Hatem Lakhdar, at another Middle Eastern embassy, provides Patrick Holtzman, ambitious U.S. political officer in Searching for Home, with the names of valuable contacts. One contact becomes a special friend. Later Hatem offers sympathy to Patrick when the contact is murdered.

The American officers come and go when their tours end. When posts become too dangerous, they are evacuated. The Foreign Service Nationals remain, sometimes with tragic consequences.

 

When Ignorance Is Not Bliss But Deadly

 

We fight a war in a country called Afghanistan that few Americans had heard of before the terrorist attacks of September 11, 2001. Probably no more than one in a hundred of us could have identified it on a map.

The war began as an attempt to destroy the group responsible for the 9/ll attacks, though the  group is more often found in other countries now, like Yemen and Somalia—countries as unfamiliar to us as Afghanistan.

Our lack of knowledge of the countries where we fight has proved deadly. The deaths of American and other NATO troops in Afghanistan by their supposed allies, Afghani soldiers, has risen sharply in the past few weeks. Some of the killings were caused by members of the anti-American insurgent group, the Taliban, who sometimes infiltrate Afghani forces.
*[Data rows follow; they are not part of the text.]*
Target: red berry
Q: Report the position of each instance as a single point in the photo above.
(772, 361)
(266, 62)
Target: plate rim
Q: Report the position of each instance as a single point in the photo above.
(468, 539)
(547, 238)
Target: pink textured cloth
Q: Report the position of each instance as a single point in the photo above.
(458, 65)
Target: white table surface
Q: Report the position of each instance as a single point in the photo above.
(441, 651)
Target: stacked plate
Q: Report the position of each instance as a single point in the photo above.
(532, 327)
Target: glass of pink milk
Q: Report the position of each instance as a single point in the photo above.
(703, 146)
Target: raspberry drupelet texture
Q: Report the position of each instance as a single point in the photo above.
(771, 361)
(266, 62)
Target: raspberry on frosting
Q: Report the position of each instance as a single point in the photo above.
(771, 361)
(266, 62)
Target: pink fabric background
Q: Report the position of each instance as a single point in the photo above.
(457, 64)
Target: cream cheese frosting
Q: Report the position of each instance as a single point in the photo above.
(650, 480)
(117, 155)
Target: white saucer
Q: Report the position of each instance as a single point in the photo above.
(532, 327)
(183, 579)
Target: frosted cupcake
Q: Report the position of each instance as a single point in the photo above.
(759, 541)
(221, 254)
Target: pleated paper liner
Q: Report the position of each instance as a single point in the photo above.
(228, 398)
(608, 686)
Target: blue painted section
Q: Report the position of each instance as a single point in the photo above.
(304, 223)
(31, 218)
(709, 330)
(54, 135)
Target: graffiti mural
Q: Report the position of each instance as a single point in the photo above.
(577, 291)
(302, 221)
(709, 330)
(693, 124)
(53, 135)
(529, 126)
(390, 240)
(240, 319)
Observers contend that the Taliban are not the main reason for the killings, however. They suggest that the American-led NATO troops don’t respect Afghani culture. They burn the Quran, they say, disrespect women, and look down on Afghani society, causing them to be resented by the people they supposedly are protecting.

Americans appear to have little interest in countries outside of their own even when their soldiers die there. Tests of American students indicate a lack of knowledge about other countries. The interests of their parents center on news and literature concerning domestic issues. Foreign affairs are rarely mentioned in political campaigns.

Yet thousands of Americans, not to mention Afghani citizens, continue to be killed, wounded, and traumatized because we decided to fight there. What happens outside our national boundaries can lead us to life and death decisions. Shouldn’t we learn about the rest of the world so we can choose wisely?